Summer camp has officially ended. I no longer live on the kibbutz. I am no longer in ulpan. I have moved to an apartment in Yerushalayim (in Talpiyot, for those familiar with this marvelous city.) and plan to remain here until mid-May.
I apologize for the total lack of blogging during the month of January. The ulpan computer broke. Blogging should become more frequent, as I'll have more reliable access to the internet. (I'm currently using my roomate's computer, since we haven't quite figured out how to configure mine to access the internet. French keyboards are downright weird. They put letters and symbols in odd places. Like flipping the 'a' and the 'q'. I've never been so aware of just how many words use the letter 'a'.)
I don't really know what to think or feel about finishing the ulpan. When I planned out this year, five months had seemed like a sizable chunk of time. It went by so quickly. I'm more than halfway through my time in this country. It's a depressing thought.
On the other hand, I've already accomplished so much of what I came here to do, and not just the part about learning Hebrew. I've come to realize so much about myself: the person I was when I left Chicago, the person I want to be, the kind of person I want to be with, the kind of person I don't want to be with. I see my Chicago life from an entirely different perspective now, and I know that some of this is going to leave a lasting impression.
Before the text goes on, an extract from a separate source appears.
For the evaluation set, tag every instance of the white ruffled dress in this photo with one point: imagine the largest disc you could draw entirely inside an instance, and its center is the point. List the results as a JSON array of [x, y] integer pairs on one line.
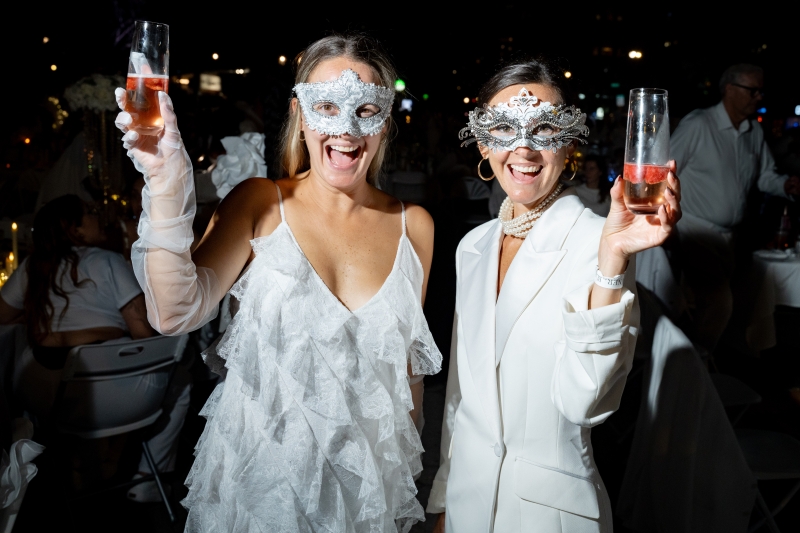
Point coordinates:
[[310, 431]]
There are aspects of my life that are going to have to change when I go back to the States, and some of those changes will be difficult and painful. I'm starting to think that perhaps one of the reasons I came here was to give myself the opportunity to sort through some of this stuff. Baruch Hashem.
So here I am, back in a big city, in an apartment, having to pay bills and buy groceries and whatnot. The vacation part of my vacation is over. I will try to give more details in the coming posts about life on the ulpan and life in Yerushalayim. I'm hoping to have the time to make this blog more personal again. Until then, I'm going to do my little happy dqnce and sing my "I Live In Yerushalayim" happy song.